Deterministic PDF/DOCX parser for RAG / LLMs — one Rust core, with Python, Node & WASM bindings that produce byte-identical output.

pdfmuse is a precision pre-layer for AI/RAG: it extracts everything a file actually contains — text with exact coordinates, fonts, vector rules, tables, links — fast, robustly, and identically across every binding. It stops cleanly at the ML boundary: OCR and visual layout inference are left to a pluggable backend, so the core stays deterministic with zero ML dependencies. It is not another probabilistic vision model.

Why pdfmuse

Complete Keeps the finest-grained chars + coordinates; never silently drops content.
Fast Zero-copy streaming Rust core with a custom O(1) object parser + content tokenizer and per-page parallelism.
Robust A broken page/object never sinks the doc — returns structured errors, never panics (fuzz-tested).
Deterministic Same input → same output.
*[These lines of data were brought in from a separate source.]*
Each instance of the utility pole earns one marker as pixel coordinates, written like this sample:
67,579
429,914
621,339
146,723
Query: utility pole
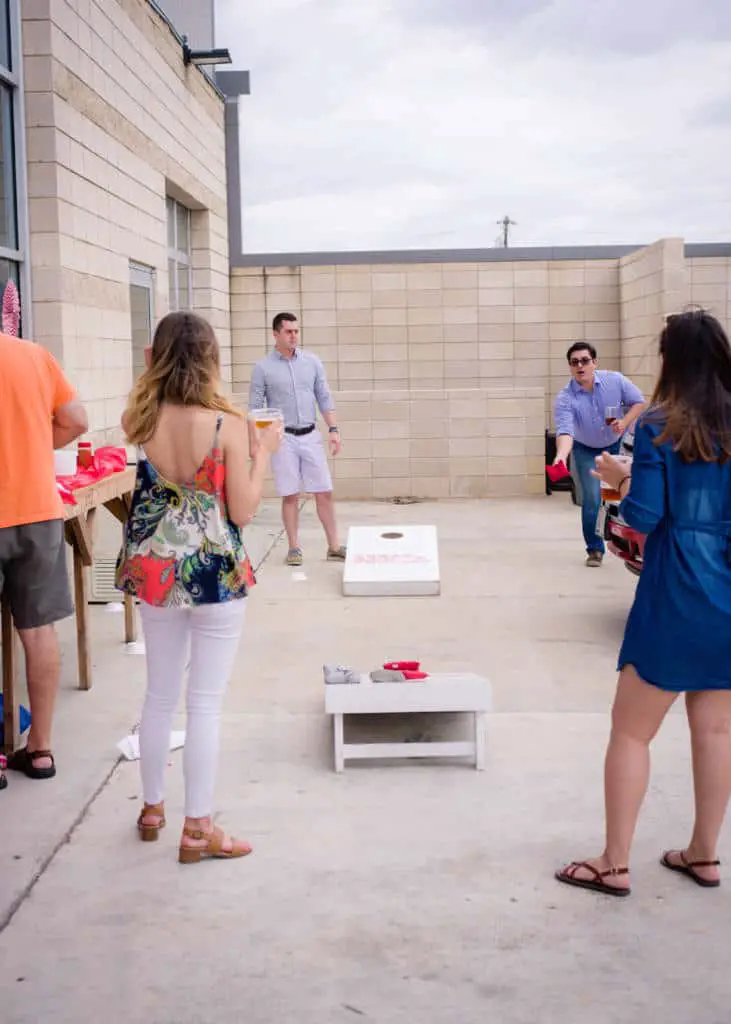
506,223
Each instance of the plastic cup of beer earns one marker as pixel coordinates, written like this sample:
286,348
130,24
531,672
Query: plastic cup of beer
611,494
265,417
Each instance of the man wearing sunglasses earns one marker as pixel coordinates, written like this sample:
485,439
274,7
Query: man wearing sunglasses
592,413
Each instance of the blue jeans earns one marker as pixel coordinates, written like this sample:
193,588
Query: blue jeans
584,461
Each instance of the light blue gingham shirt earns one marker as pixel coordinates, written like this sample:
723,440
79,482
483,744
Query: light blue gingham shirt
297,386
581,414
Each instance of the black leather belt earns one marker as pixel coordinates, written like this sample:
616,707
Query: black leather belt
299,431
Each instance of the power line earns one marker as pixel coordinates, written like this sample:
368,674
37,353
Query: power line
506,223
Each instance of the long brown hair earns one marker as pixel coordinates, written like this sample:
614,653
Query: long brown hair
692,397
184,370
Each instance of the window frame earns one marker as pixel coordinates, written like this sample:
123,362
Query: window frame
179,258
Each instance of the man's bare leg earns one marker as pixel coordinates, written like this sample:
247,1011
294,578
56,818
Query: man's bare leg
326,513
290,517
43,675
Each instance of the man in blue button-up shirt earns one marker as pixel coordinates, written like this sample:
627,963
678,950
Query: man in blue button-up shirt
295,382
592,413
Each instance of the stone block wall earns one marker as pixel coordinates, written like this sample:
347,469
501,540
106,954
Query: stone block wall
448,442
116,123
652,284
426,327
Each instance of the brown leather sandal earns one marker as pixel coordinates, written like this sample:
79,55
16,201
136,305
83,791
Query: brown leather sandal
214,849
148,833
596,884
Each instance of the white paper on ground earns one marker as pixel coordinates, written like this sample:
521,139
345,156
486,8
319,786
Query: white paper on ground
129,747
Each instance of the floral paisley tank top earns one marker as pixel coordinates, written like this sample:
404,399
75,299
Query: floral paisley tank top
180,549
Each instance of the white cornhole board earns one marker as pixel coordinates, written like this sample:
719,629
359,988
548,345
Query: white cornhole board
446,692
391,561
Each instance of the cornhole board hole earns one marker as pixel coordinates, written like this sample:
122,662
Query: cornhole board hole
391,561
442,692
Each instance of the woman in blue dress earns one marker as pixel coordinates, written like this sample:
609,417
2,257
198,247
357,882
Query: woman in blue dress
678,635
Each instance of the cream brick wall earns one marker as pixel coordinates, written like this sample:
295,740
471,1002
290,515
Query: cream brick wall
433,326
710,285
447,442
115,123
653,283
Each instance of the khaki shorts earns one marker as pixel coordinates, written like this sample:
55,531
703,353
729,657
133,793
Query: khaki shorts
33,573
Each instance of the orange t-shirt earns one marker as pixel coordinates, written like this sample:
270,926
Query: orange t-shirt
32,388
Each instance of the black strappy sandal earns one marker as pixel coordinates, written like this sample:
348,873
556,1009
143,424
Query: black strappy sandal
24,760
596,884
688,867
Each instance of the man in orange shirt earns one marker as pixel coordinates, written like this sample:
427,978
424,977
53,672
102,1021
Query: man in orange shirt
39,412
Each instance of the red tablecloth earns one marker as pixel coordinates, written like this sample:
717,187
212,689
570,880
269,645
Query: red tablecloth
105,461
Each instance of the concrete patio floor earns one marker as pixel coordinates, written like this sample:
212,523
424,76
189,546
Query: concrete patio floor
411,892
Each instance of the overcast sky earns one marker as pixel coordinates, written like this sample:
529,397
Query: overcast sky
380,124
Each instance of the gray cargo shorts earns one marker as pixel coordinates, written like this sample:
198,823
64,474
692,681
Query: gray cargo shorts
33,573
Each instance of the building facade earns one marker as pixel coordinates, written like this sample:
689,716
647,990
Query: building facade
126,189
120,200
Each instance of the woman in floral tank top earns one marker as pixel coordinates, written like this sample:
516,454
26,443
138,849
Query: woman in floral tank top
183,557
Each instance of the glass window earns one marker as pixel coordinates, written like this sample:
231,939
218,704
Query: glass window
8,212
183,287
5,48
178,255
171,223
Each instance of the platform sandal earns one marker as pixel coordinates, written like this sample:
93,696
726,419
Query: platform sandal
147,832
213,849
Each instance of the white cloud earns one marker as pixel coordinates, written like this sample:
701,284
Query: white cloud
386,125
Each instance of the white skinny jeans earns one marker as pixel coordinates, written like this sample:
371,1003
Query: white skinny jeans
210,634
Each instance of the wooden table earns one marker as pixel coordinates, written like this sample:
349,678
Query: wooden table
115,494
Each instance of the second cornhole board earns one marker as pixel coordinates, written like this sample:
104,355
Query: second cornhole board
391,561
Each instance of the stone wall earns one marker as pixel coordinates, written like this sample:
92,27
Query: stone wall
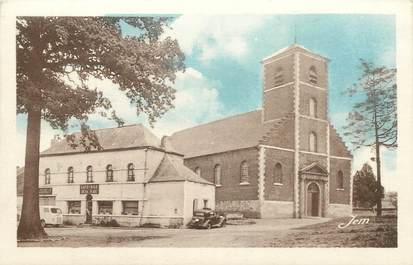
277,209
249,208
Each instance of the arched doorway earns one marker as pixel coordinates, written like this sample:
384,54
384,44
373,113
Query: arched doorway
89,209
313,200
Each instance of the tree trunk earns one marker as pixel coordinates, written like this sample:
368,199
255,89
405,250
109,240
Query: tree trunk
29,226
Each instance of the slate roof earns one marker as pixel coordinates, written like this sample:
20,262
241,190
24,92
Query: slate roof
19,180
172,168
293,47
236,132
112,138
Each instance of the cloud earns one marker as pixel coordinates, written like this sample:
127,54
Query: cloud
197,101
388,167
215,36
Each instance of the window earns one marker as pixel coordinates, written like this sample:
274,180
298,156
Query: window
244,173
47,176
109,173
313,107
73,207
278,174
279,77
130,207
198,171
131,172
70,175
89,174
217,175
313,142
105,207
340,180
312,75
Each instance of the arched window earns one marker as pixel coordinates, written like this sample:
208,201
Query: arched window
47,176
313,107
278,77
131,172
312,75
70,175
278,174
89,174
198,171
109,173
340,180
217,175
244,172
313,142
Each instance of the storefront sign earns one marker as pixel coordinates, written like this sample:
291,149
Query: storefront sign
45,191
89,189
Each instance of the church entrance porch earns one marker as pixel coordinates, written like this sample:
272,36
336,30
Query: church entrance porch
313,191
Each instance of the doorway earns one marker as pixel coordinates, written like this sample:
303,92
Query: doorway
313,200
89,206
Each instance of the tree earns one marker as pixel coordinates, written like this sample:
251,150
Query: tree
373,121
365,187
57,56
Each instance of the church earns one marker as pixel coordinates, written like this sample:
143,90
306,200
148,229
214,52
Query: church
283,160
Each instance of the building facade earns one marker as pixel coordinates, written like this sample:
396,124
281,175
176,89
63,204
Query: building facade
135,180
284,160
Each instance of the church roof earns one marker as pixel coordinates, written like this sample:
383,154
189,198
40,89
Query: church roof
111,138
172,168
232,133
291,48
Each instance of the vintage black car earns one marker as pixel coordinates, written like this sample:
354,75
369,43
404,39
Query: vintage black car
207,219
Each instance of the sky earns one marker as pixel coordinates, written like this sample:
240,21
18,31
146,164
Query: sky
223,70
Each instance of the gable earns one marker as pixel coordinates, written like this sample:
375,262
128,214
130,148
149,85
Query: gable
314,168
No probabilistic models, no time/RNG in the core path.
Consistent Python / Node / WASM call one Rust core; output is byte-identical (CI-enforced).
CJK first-class CID/Type0 fonts + CMap/ToUnicode in the main path; compatibility codepoints NFKC-normalized for clean search.

Performance

Two things matter for a RAG pre-layer: speed, and whether it keeps the content. Both are measured on a public, reproducible corpus — 61 arXiv papers across 8 fields (large, dense PDFs — a deliberately hard case), so you can rerun the exact benchmark:

python benches/fetch_corpus.py --out /tmp/corpus      # the same PDFs, from a fixed manifest
pip install "pdfmuse==0.1.10" "pymupdf==1.28.0" "pdfplumber==0.11.10"
python benches/compare.py --dir /tmp/corpus

Text extraction (to_text, median of 7 runs after warm-up; PyMuPDF 1.28 / MuPDF 1.29, pdfplumber 0.11, macOS arm64, 65 papers):

vs speedup (geomean) win rate worst case
PyMuPDF ~7.7× faster 65 / 65 (100%) still 2.5× faster
pdfplumber ~150× faster 65 / 65 (100%) 69×

pdfmuse is faster on every file in this corpus — including a 22 MB paper (9× faster) and a plot-heavy one that draws 18k marker glyphs. Content is preserved: median 100% of PyMuPDF's non-whitespace characters (n=65).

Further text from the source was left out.